Question

Consider the diagram shown below. A voltmeter of resistance \[150\Omega \] is connected across \[A\] and \[B\] . The potential drop across \[B\] and \[C\] measured by voltmeter is

$\left( a \right)\,\,29V$
$\left( b \right)\,\,27V$
$\left( c \right)\,\,31V$
$\left( d \right)\,\,30V$

Answer 1

Hint: A voltmeter is a device which is used for the measuring electric potential difference between any two points in an electrical circuit. Simple voltmeters move a pointer over a scale in relation to the voltage of the circuit; advanced voltmeters give a mathematical showcase of voltage by utilization of a simple to digital converter. The sum of voltage across resistors in series is equal to the voltage applied by the source connected.

Complete step by step solution:
When a voltmeter of the resistance \[150\Omega \] is connected across the point \[A\] and \[B\] , the two resistance will be in parallel and the resistance across the point \[A\] and \[B\] will be
\[ \Rightarrow {R_{ab}} = \dfrac{{150 \times 100}}{{150 + 100}}\]
After solving the above equation, we get
\[ \Rightarrow {R_{ab}} = 60\Omega \]
Now the equivalent resistance of the circuit will be
\[ \Rightarrow {R_{ac}} = {R_{ab}} + R{}_{bc}\]
After substituting the values of \[{R_{ab}}\] and \[R{}_{bc}\] the equation becomes
\[ \Rightarrow {R_{ac}} = 60 + 100\]
And on solving it, we get
\[ \Rightarrow {R_{ac}} = 160\Omega \]
The current in the circuit will be taken as
\[ \Rightarrow I = \dfrac{{50}}{{160}}\]
After calculating we get
$ \Rightarrow I = 0.31A$
In this way, Potential drop across B and C
 \[ \Rightarrow {V_{bc}} = I{R_{bc}}\]
After substituting the values in the above equation
\[ \Rightarrow {V_{bc}} = 0.31 \times 100\]
Now we have to calculate the above equation we get
\[ \Rightarrow {V_{bc}} = 31V\]

Hence the correct option is $\left( c \right)$ .

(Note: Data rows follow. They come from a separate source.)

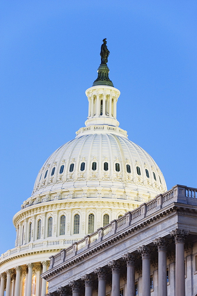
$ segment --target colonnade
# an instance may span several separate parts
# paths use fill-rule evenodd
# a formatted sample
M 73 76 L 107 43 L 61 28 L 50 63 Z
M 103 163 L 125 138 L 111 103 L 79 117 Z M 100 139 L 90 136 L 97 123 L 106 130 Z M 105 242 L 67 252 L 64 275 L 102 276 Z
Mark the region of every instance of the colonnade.
M 41 294 L 40 293 L 39 286 L 40 287 L 40 277 L 42 266 L 43 272 L 47 271 L 47 266 L 49 265 L 49 261 L 44 261 L 40 263 L 35 265 L 32 263 L 29 263 L 25 266 L 18 266 L 13 269 L 9 269 L 4 272 L 0 274 L 1 284 L 0 284 L 0 296 L 4 296 L 5 280 L 6 279 L 6 296 L 23 296 L 22 293 L 23 278 L 22 276 L 22 269 L 25 268 L 26 279 L 25 286 L 24 287 L 24 293 L 25 296 L 32 296 L 32 277 L 33 268 L 36 271 L 36 281 L 35 287 L 36 296 L 45 296 L 46 292 L 47 281 L 43 279 Z M 12 286 L 12 279 L 14 280 L 14 284 Z
M 175 289 L 176 296 L 185 296 L 184 244 L 188 232 L 176 229 L 170 233 L 176 246 Z M 158 252 L 158 296 L 167 296 L 167 253 L 172 239 L 159 237 L 153 241 Z M 154 247 L 155 248 L 155 247 Z M 150 260 L 154 247 L 142 245 L 138 248 L 139 254 L 127 253 L 122 258 L 126 264 L 127 295 L 134 296 L 136 262 L 141 258 L 142 261 L 142 296 L 150 296 Z M 121 262 L 113 260 L 108 263 L 112 275 L 111 296 L 120 296 L 120 279 Z M 98 281 L 98 296 L 105 296 L 107 269 L 99 267 L 94 271 Z M 93 278 L 92 274 L 86 274 L 82 278 L 85 282 L 85 296 L 92 296 Z M 82 282 L 70 282 L 72 296 L 79 296 Z

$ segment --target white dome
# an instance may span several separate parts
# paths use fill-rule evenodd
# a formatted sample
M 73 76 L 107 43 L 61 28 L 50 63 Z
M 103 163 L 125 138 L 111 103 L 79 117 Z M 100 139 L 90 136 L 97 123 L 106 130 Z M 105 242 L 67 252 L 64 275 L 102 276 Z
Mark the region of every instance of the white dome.
M 141 189 L 144 187 L 146 192 L 152 188 L 155 191 L 155 195 L 166 190 L 162 173 L 147 152 L 125 136 L 99 131 L 99 133 L 77 136 L 54 152 L 39 172 L 33 195 L 71 186 L 91 187 L 93 181 L 94 187 L 109 186 L 136 189 L 139 186 Z M 93 162 L 96 164 L 94 170 L 92 169 Z M 106 171 L 105 162 L 108 166 Z M 81 170 L 82 163 L 84 170 Z M 116 163 L 119 164 L 119 171 L 116 170 Z M 73 170 L 70 172 L 72 166 Z M 137 173 L 137 167 L 140 175 Z

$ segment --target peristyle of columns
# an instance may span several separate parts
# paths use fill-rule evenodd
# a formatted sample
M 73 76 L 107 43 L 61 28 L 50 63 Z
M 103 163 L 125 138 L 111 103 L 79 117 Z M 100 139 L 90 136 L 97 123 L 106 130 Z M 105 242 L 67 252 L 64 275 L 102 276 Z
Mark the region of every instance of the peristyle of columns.
M 170 233 L 174 237 L 176 246 L 176 295 L 185 296 L 184 243 L 189 231 L 177 228 Z
M 171 241 L 159 237 L 153 241 L 158 250 L 158 296 L 167 296 L 167 254 Z
M 138 249 L 142 259 L 142 296 L 150 296 L 150 260 L 152 248 L 143 245 Z
M 69 283 L 72 289 L 72 296 L 79 296 L 81 283 L 78 281 L 72 281 Z
M 92 296 L 93 284 L 92 275 L 86 274 L 82 277 L 82 279 L 85 282 L 85 296 Z
M 127 253 L 125 254 L 123 258 L 126 263 L 127 266 L 127 293 L 129 296 L 134 296 L 135 270 L 136 260 L 139 257 L 137 254 Z
M 112 273 L 112 296 L 120 296 L 120 275 L 121 262 L 118 260 L 112 260 L 108 263 Z
M 106 294 L 106 278 L 107 271 L 105 268 L 99 267 L 94 271 L 97 275 L 98 281 L 98 296 L 105 296 Z

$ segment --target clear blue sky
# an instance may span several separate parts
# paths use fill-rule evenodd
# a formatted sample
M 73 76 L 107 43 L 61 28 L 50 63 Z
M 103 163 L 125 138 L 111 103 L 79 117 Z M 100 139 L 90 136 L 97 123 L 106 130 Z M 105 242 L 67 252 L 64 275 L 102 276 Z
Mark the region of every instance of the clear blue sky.
M 0 11 L 0 254 L 43 163 L 84 126 L 103 38 L 120 127 L 168 189 L 197 187 L 196 1 L 6 0 Z

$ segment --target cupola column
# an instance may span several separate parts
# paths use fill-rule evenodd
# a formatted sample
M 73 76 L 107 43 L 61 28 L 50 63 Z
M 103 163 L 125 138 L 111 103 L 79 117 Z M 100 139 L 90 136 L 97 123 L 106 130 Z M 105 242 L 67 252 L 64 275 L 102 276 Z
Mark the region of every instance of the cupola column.
M 18 296 L 19 295 L 20 295 L 20 283 L 21 266 L 17 266 L 14 267 L 14 268 L 16 271 L 14 296 Z
M 106 279 L 107 271 L 106 268 L 99 267 L 94 271 L 98 276 L 98 296 L 105 296 L 106 295 Z
M 185 296 L 184 243 L 189 231 L 177 228 L 170 233 L 176 246 L 175 282 L 176 296 Z
M 112 296 L 120 296 L 120 261 L 113 260 L 108 264 L 112 272 Z
M 8 269 L 6 271 L 7 274 L 7 282 L 6 283 L 6 296 L 11 296 L 10 287 L 11 286 L 11 275 L 12 272 L 12 269 Z

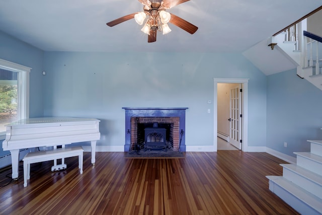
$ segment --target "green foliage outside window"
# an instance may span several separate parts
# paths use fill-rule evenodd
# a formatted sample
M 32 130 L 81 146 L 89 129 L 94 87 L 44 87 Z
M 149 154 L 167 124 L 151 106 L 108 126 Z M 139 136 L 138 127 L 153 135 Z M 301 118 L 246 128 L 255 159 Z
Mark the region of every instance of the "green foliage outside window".
M 0 113 L 11 115 L 17 111 L 17 85 L 0 86 Z

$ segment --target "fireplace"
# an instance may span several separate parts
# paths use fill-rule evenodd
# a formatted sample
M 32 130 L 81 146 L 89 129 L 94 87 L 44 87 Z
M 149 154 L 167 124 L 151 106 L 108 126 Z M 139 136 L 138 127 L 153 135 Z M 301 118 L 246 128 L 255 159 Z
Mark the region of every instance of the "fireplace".
M 133 149 L 186 151 L 185 138 L 186 110 L 188 108 L 128 108 L 125 110 L 125 144 L 124 152 Z M 148 141 L 146 131 L 154 138 Z M 155 139 L 162 141 L 155 141 Z M 151 139 L 149 140 L 151 140 Z M 148 142 L 147 145 L 146 143 Z

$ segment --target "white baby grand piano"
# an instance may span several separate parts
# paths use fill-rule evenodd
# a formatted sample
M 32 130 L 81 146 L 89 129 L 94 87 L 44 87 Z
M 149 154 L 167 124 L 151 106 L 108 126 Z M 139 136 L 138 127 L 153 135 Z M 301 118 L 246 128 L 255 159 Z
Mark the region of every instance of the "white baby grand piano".
M 100 139 L 100 120 L 73 117 L 44 117 L 25 119 L 6 125 L 4 151 L 10 150 L 12 178 L 18 177 L 19 151 L 39 147 L 65 145 L 91 141 L 92 163 L 95 164 L 96 141 Z

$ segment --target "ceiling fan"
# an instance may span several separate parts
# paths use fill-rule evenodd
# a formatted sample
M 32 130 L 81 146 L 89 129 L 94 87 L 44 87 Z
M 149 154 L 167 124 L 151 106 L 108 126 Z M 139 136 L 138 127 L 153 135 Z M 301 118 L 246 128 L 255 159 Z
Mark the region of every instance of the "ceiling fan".
M 158 30 L 166 34 L 171 31 L 168 25 L 172 23 L 191 34 L 198 30 L 198 27 L 186 20 L 170 13 L 166 10 L 190 0 L 138 0 L 143 5 L 143 12 L 134 13 L 122 17 L 106 25 L 113 27 L 123 22 L 134 18 L 139 25 L 146 21 L 141 30 L 148 35 L 147 42 L 156 41 L 156 32 Z

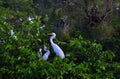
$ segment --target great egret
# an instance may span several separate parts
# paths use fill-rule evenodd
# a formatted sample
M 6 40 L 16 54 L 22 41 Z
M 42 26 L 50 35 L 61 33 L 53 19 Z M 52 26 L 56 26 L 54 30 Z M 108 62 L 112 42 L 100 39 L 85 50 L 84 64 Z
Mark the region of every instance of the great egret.
M 40 58 L 40 57 L 42 56 L 42 58 L 43 58 L 44 60 L 47 60 L 48 57 L 49 57 L 49 55 L 50 55 L 50 51 L 47 49 L 46 46 L 44 46 L 44 51 L 45 51 L 45 54 L 44 54 L 43 56 L 40 55 L 40 52 L 42 52 L 42 49 L 40 48 L 40 49 L 39 49 L 39 53 L 37 53 L 37 58 Z
M 47 49 L 46 46 L 44 46 L 44 51 L 46 52 L 44 55 L 43 55 L 43 59 L 44 60 L 47 60 L 49 55 L 50 55 L 50 51 Z
M 50 35 L 52 35 L 50 37 L 50 43 L 51 43 L 51 46 L 52 46 L 54 52 L 56 53 L 56 55 L 60 56 L 62 59 L 65 58 L 65 55 L 64 55 L 64 52 L 62 51 L 62 49 L 53 42 L 53 39 L 56 37 L 56 34 L 51 33 Z

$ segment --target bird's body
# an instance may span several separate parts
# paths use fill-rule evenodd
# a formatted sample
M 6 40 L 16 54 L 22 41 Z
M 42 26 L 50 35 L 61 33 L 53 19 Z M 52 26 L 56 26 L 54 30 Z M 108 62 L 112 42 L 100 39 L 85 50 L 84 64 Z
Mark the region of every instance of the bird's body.
M 42 49 L 40 48 L 39 49 L 39 53 L 37 53 L 37 58 L 39 59 L 41 56 L 44 60 L 47 60 L 49 58 L 49 55 L 50 55 L 50 51 L 47 49 L 46 46 L 44 46 L 44 51 L 45 51 L 45 54 L 42 56 L 42 54 L 40 54 L 40 52 L 42 53 Z
M 54 52 L 56 53 L 57 56 L 60 56 L 61 58 L 65 58 L 65 55 L 64 55 L 64 52 L 62 51 L 62 49 L 53 42 L 53 39 L 56 37 L 56 34 L 52 33 L 51 35 L 52 36 L 50 37 L 50 43 L 51 43 L 51 46 L 52 46 Z

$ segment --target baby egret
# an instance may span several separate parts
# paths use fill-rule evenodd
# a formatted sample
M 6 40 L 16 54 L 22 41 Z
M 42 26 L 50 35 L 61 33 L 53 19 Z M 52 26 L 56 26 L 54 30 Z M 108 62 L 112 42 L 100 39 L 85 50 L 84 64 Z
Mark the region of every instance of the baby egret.
M 51 33 L 51 37 L 50 37 L 50 43 L 51 43 L 51 46 L 54 50 L 54 52 L 56 53 L 56 55 L 60 56 L 61 58 L 65 58 L 65 55 L 62 51 L 62 49 L 53 42 L 53 39 L 56 37 L 56 34 L 55 33 Z
M 44 46 L 44 51 L 45 51 L 46 53 L 42 56 L 42 55 L 40 55 L 40 52 L 42 52 L 42 49 L 41 49 L 41 48 L 39 49 L 39 53 L 37 53 L 37 58 L 38 58 L 38 59 L 39 59 L 41 56 L 42 56 L 42 58 L 43 58 L 44 60 L 47 60 L 47 59 L 48 59 L 48 57 L 49 57 L 49 55 L 50 55 L 50 51 L 47 50 L 47 47 L 46 47 L 46 46 Z
M 50 55 L 50 51 L 47 49 L 46 46 L 44 46 L 44 51 L 46 52 L 44 55 L 43 55 L 43 59 L 44 60 L 47 60 L 49 55 Z

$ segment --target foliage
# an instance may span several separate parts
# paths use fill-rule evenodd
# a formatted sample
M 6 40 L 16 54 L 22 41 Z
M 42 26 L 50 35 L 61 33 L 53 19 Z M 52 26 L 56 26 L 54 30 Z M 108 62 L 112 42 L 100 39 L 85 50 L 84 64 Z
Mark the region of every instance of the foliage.
M 16 0 L 14 0 L 14 2 L 17 3 Z M 45 0 L 42 0 L 42 2 L 46 5 L 45 3 L 47 0 L 46 2 Z M 48 1 L 48 3 L 51 2 Z M 21 4 L 18 5 L 18 9 L 15 9 L 15 5 L 11 5 L 11 2 L 8 0 L 5 1 L 5 4 L 9 4 L 7 5 L 7 8 L 3 4 L 4 1 L 1 0 L 1 79 L 118 79 L 120 77 L 120 63 L 118 60 L 115 60 L 116 51 L 119 52 L 119 38 L 118 40 L 113 41 L 113 45 L 116 44 L 113 50 L 106 50 L 101 43 L 98 43 L 98 41 L 85 39 L 84 33 L 79 31 L 77 27 L 74 28 L 72 26 L 72 30 L 76 30 L 77 32 L 73 34 L 71 33 L 69 38 L 65 37 L 67 40 L 63 39 L 64 42 L 61 42 L 59 37 L 60 31 L 57 31 L 59 29 L 51 29 L 49 25 L 51 21 L 54 22 L 54 20 L 51 20 L 51 16 L 49 16 L 49 14 L 44 15 L 46 27 L 43 30 L 40 29 L 42 26 L 40 21 L 42 16 L 35 15 L 34 12 L 37 11 L 34 11 L 35 8 L 32 8 L 32 0 L 30 0 L 30 2 L 28 0 L 21 1 Z M 24 8 L 25 5 L 29 6 Z M 54 5 L 54 3 L 52 5 Z M 89 4 L 89 6 L 90 5 L 92 4 Z M 67 5 L 65 8 L 67 9 L 69 6 L 70 5 Z M 85 15 L 82 10 L 79 10 L 78 8 L 76 9 L 82 12 L 81 15 Z M 60 8 L 55 9 L 55 18 L 59 18 L 66 14 L 65 12 L 59 14 L 59 12 L 62 12 L 63 10 L 64 9 Z M 78 15 L 78 13 L 74 14 Z M 33 22 L 29 21 L 28 17 L 34 17 Z M 78 17 L 75 17 L 75 15 L 71 17 L 79 19 Z M 82 16 L 79 17 L 82 18 Z M 118 18 L 114 16 L 111 17 L 111 19 L 113 25 L 117 24 L 116 21 L 118 21 Z M 72 22 L 75 21 L 72 20 Z M 75 22 L 75 24 L 77 25 L 77 22 Z M 74 23 L 72 25 L 74 25 Z M 117 25 L 116 28 L 119 28 L 119 25 Z M 15 31 L 14 35 L 17 36 L 17 39 L 14 39 L 14 36 L 10 36 L 11 29 Z M 57 57 L 50 46 L 48 33 L 53 31 L 57 32 L 58 37 L 54 40 L 54 42 L 63 49 L 66 56 L 65 59 Z M 101 40 L 108 38 L 111 39 L 111 34 L 116 33 L 116 30 L 112 27 L 112 25 L 96 28 L 93 27 L 92 31 L 96 31 L 95 33 L 100 35 L 98 39 Z M 51 51 L 50 57 L 47 61 L 43 60 L 42 56 L 39 59 L 36 57 L 37 53 L 42 54 L 42 52 L 39 52 L 39 48 L 43 48 L 44 45 L 47 45 Z M 119 56 L 117 56 L 117 58 L 119 58 Z

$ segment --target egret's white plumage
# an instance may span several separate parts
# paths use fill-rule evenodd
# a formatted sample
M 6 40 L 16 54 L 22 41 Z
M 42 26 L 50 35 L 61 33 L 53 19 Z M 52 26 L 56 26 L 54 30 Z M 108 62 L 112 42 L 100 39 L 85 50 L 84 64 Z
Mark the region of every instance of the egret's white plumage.
M 44 55 L 43 55 L 43 59 L 44 60 L 47 60 L 49 55 L 50 55 L 50 51 L 47 49 L 46 46 L 44 46 L 44 51 L 46 52 Z
M 62 49 L 53 42 L 53 39 L 56 37 L 56 34 L 55 33 L 51 33 L 51 37 L 50 37 L 50 43 L 51 43 L 51 46 L 54 50 L 54 52 L 56 53 L 56 55 L 60 56 L 61 58 L 65 58 L 65 55 L 64 55 L 64 52 L 62 51 Z

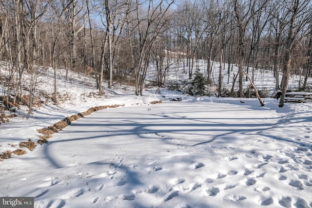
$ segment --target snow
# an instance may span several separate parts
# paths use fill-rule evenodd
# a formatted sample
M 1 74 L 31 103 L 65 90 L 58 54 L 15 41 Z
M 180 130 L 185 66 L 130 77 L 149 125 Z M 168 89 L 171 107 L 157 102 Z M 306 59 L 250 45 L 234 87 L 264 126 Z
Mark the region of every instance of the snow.
M 312 207 L 311 102 L 137 96 L 125 86 L 90 97 L 96 90 L 64 83 L 72 99 L 0 125 L 1 152 L 27 151 L 0 162 L 0 196 L 34 197 L 40 208 Z M 74 121 L 32 151 L 18 147 L 66 116 L 114 104 L 125 106 Z

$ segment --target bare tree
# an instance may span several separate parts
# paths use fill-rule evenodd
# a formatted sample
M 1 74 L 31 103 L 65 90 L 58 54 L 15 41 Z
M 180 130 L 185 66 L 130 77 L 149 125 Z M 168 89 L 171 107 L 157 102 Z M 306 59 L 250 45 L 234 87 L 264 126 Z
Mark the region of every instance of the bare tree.
M 67 32 L 70 41 L 70 62 L 71 66 L 77 66 L 76 39 L 77 35 L 85 26 L 86 18 L 83 10 L 84 0 L 61 0 L 65 19 L 69 24 Z M 82 14 L 83 13 L 83 14 Z
M 282 6 L 288 10 L 287 16 L 284 18 L 290 19 L 287 22 L 288 33 L 286 37 L 286 45 L 284 55 L 283 78 L 282 83 L 282 95 L 279 100 L 279 106 L 284 106 L 285 95 L 288 87 L 288 82 L 291 73 L 291 64 L 292 61 L 294 43 L 302 36 L 298 37 L 300 31 L 304 29 L 304 32 L 306 23 L 310 21 L 312 18 L 312 6 L 309 1 L 295 0 L 290 1 L 285 0 L 282 2 Z M 306 30 L 305 30 L 305 29 Z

Note: Resistance is a measure of the opposition to current flow in an electrical circuit. Resistance is measured in ohms. Voltmeter uses the concept of potential gradient which is the fall in potential per unit length. So, when current passes through a wire which is of uniform area then the potential difference across any part is directly proportional to length of that path. If the potential gradient is small, then the sensitivity of voltmeter will be higher.